豊前浜の干拓事業
出典: フリー百科事典『ウィキペディア(Wikipedia)』 (2021/07/17 16:13 UTC 版)
「塩谷正義 (代官)」の記事における「豊前浜の干拓事業」の解説
正義の西国郡代としての最大の事業が豊前浜の干拓事業であった。
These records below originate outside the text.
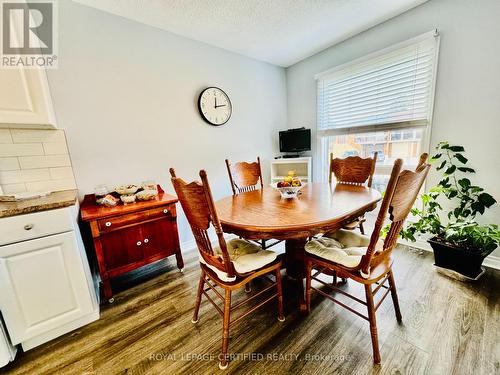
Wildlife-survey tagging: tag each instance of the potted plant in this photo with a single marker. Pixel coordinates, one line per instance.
(449, 213)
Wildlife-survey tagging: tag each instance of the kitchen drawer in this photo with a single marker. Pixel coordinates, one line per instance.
(116, 222)
(38, 224)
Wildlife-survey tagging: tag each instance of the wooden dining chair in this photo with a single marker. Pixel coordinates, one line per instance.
(230, 265)
(353, 170)
(245, 177)
(367, 260)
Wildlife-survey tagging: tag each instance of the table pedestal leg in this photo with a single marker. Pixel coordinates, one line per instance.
(295, 266)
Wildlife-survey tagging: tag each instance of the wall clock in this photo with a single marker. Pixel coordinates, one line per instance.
(214, 106)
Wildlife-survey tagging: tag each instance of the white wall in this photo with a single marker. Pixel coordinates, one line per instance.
(126, 95)
(467, 103)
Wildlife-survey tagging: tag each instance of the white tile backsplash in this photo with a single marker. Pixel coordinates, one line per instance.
(51, 185)
(21, 149)
(55, 148)
(34, 160)
(27, 175)
(61, 173)
(5, 136)
(45, 161)
(9, 164)
(37, 136)
(13, 188)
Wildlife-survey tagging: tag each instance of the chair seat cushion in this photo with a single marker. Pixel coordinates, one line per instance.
(246, 257)
(343, 247)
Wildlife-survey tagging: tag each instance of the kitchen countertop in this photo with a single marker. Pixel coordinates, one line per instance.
(54, 200)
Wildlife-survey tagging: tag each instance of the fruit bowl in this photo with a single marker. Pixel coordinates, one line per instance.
(288, 192)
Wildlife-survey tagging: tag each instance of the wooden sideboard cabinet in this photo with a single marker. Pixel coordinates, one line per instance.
(130, 236)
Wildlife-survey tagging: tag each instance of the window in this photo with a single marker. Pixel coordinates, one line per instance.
(379, 103)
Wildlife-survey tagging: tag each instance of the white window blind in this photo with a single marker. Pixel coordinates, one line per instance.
(393, 87)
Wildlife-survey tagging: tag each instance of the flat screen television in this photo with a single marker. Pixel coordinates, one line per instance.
(295, 140)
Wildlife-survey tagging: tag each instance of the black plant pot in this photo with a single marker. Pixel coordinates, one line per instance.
(464, 261)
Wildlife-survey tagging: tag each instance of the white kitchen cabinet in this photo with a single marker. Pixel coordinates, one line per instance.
(25, 100)
(46, 288)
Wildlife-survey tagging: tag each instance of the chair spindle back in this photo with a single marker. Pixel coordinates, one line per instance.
(400, 195)
(244, 176)
(198, 205)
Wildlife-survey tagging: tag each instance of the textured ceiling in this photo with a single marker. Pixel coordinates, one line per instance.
(281, 32)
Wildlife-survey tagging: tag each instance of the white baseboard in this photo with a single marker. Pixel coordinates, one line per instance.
(490, 261)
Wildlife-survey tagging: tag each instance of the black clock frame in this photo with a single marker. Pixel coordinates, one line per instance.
(201, 112)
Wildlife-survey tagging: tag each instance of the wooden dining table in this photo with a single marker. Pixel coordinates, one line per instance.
(320, 207)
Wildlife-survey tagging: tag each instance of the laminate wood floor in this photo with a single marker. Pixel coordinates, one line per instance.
(449, 327)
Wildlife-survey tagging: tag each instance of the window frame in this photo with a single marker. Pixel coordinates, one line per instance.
(322, 136)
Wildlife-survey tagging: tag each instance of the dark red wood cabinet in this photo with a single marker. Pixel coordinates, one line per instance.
(130, 236)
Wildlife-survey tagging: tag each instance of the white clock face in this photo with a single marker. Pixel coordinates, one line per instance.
(215, 106)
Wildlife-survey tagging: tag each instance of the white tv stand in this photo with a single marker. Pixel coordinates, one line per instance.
(302, 167)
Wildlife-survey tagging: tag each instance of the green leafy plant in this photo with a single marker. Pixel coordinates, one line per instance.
(457, 226)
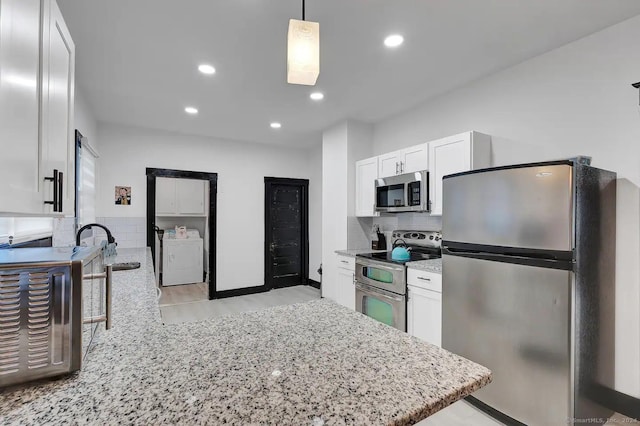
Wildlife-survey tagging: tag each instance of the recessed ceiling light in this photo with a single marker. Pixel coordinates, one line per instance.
(394, 40)
(206, 69)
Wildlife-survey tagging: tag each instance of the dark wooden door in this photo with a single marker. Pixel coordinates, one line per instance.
(286, 232)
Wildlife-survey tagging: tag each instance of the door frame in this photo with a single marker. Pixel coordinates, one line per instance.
(152, 174)
(304, 184)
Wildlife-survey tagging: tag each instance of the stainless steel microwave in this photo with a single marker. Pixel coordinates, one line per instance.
(408, 192)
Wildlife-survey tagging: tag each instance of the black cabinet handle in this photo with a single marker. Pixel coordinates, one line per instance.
(56, 187)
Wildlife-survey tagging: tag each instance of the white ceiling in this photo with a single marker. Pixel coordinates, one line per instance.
(136, 60)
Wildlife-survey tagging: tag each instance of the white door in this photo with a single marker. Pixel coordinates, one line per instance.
(19, 106)
(424, 315)
(190, 196)
(58, 135)
(165, 196)
(415, 159)
(388, 165)
(447, 156)
(346, 288)
(182, 262)
(366, 174)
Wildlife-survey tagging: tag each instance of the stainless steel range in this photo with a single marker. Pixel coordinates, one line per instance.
(381, 280)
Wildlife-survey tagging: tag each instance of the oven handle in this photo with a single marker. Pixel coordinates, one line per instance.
(378, 292)
(380, 265)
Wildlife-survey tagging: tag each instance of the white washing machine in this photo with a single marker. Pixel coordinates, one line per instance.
(182, 259)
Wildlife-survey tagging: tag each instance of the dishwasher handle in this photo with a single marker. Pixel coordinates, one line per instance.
(106, 318)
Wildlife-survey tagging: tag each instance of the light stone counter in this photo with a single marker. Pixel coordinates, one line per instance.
(431, 265)
(286, 365)
(355, 252)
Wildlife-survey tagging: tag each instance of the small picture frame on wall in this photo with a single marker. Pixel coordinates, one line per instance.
(123, 195)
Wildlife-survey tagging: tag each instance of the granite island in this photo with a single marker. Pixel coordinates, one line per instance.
(309, 363)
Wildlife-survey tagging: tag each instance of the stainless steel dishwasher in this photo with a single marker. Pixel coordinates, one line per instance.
(47, 315)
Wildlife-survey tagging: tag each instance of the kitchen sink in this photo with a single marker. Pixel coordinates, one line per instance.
(125, 266)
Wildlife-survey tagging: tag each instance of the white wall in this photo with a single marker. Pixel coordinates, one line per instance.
(315, 211)
(126, 152)
(573, 100)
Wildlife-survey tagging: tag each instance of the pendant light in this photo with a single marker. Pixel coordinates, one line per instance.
(303, 51)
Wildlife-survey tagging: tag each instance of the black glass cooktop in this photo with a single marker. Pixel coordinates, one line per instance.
(386, 257)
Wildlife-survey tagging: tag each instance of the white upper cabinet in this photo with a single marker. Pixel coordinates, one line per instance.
(19, 108)
(175, 196)
(454, 154)
(406, 160)
(366, 174)
(36, 109)
(58, 147)
(190, 196)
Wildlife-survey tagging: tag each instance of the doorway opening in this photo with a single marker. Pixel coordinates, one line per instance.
(286, 226)
(181, 232)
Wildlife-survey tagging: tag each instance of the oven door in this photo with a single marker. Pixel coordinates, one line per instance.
(383, 275)
(383, 306)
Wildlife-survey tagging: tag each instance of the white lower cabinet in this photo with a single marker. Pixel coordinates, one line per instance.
(345, 291)
(424, 305)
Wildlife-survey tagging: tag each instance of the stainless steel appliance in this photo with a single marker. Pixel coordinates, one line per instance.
(381, 281)
(408, 192)
(42, 300)
(528, 286)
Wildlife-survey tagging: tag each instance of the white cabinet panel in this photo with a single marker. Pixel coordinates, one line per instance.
(454, 154)
(424, 315)
(176, 197)
(58, 145)
(414, 159)
(19, 107)
(424, 279)
(389, 164)
(165, 196)
(346, 290)
(190, 196)
(366, 174)
(37, 62)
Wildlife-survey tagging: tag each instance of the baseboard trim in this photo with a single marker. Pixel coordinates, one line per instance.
(240, 292)
(616, 401)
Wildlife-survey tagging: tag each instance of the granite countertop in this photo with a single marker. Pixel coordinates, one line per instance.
(355, 252)
(292, 364)
(431, 265)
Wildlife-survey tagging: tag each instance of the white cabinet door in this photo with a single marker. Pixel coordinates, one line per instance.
(346, 291)
(165, 196)
(58, 136)
(389, 164)
(190, 196)
(366, 174)
(447, 156)
(19, 106)
(415, 159)
(424, 315)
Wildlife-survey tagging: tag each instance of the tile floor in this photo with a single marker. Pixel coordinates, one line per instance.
(188, 303)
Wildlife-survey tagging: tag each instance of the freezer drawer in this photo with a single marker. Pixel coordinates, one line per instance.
(515, 320)
(526, 207)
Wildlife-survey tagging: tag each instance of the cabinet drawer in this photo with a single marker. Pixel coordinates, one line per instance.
(424, 279)
(347, 262)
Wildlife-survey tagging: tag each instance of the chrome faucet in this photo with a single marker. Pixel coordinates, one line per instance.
(110, 238)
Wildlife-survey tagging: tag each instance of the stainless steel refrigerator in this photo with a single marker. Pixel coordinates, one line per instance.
(528, 286)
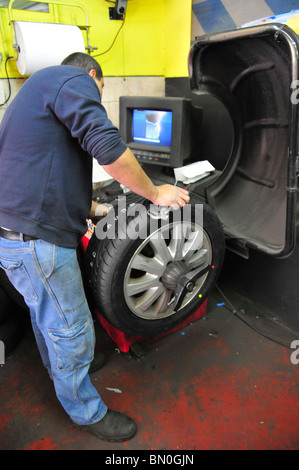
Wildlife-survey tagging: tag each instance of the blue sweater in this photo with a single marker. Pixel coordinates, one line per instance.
(48, 136)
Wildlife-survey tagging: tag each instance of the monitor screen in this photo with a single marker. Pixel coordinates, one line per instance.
(152, 127)
(158, 130)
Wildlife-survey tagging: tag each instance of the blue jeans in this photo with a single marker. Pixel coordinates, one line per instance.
(49, 278)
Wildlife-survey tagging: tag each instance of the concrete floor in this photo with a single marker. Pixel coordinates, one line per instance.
(215, 384)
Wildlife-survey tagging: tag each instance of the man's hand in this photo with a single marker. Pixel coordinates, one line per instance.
(173, 196)
(126, 170)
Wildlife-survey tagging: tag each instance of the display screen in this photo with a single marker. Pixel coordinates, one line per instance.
(153, 127)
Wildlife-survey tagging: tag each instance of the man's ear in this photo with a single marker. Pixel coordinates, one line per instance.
(92, 73)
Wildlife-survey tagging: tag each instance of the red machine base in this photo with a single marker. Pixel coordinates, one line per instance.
(124, 341)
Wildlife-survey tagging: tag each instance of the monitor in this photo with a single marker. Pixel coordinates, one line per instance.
(157, 129)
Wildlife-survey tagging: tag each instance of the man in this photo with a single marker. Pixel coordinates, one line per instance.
(48, 136)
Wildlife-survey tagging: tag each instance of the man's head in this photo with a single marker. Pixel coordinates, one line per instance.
(87, 63)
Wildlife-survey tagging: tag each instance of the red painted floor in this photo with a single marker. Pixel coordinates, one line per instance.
(215, 384)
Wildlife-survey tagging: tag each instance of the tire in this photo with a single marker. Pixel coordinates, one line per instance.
(132, 281)
(4, 306)
(11, 291)
(13, 328)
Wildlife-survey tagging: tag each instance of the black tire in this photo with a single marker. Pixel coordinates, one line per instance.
(13, 329)
(110, 268)
(4, 306)
(11, 291)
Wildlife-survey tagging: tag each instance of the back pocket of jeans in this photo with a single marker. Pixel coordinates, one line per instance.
(19, 277)
(74, 346)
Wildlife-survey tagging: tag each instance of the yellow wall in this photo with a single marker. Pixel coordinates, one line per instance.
(154, 40)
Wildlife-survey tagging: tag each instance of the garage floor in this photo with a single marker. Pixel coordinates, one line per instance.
(215, 384)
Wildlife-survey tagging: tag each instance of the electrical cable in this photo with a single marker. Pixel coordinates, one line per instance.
(9, 85)
(105, 52)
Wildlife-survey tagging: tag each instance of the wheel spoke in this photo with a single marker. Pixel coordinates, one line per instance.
(160, 248)
(194, 243)
(162, 302)
(177, 242)
(150, 296)
(150, 265)
(136, 286)
(198, 258)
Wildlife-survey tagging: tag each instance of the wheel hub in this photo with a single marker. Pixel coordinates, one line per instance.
(172, 273)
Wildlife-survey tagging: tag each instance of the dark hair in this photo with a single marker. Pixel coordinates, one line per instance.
(84, 61)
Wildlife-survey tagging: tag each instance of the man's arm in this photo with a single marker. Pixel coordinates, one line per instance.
(126, 170)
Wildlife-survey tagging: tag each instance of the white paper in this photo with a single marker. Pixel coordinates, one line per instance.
(193, 172)
(45, 44)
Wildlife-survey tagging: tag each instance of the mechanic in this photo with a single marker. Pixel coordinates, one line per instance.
(49, 134)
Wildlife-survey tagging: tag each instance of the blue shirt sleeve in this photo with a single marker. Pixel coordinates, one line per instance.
(78, 106)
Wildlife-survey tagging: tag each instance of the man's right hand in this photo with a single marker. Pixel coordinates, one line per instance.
(173, 196)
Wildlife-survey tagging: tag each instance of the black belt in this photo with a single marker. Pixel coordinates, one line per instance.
(16, 236)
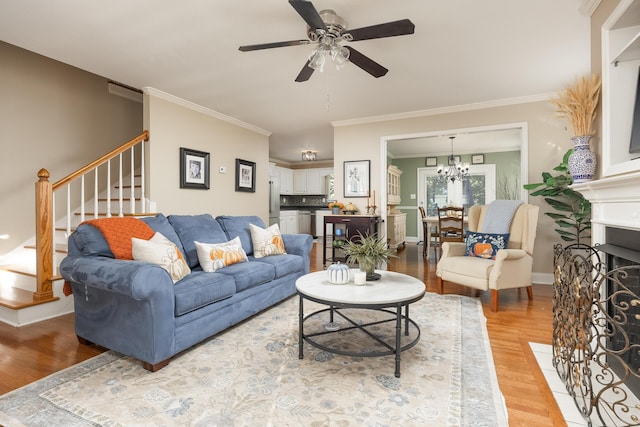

文政7年(1824年)から計画され、幕府領のみならず、肥前島原藩松平家の領地を始めとして、中津藩、立石藩、日出藩、杵築藩、延岡藩の各領地や宇佐神宮の神領にもまたがる大事業で、その政治的な調整から協力者、資金集めまで、正義が最も労苦を尽くした事業であった。文政9年(1826年)から次々と干拓、新田開発が起工され、天保5年(1834年)まで続くものとなった。ただ、それは正義が関わった期間に限るもので、この干拓・新田開発事業は、最終的には大正10年(1921年)まで続けられており、その先駆者としての正義の偉業は、明治45年(1912年)に贈正五位、昭和11年(1936年)9月には大分県の呉崎で没後100年祭が行われ顕彰されるほどであった。 しかしこの事業では、多大な資金的負担や労役による過酷な負担に苦しめられた者たちも多く、開発された新田の年貢米の1割が、その功績をたたえる名目で終身正義に与えられることになっていたことから、民衆の不満が高まる決定的な要因にもなった事業であった。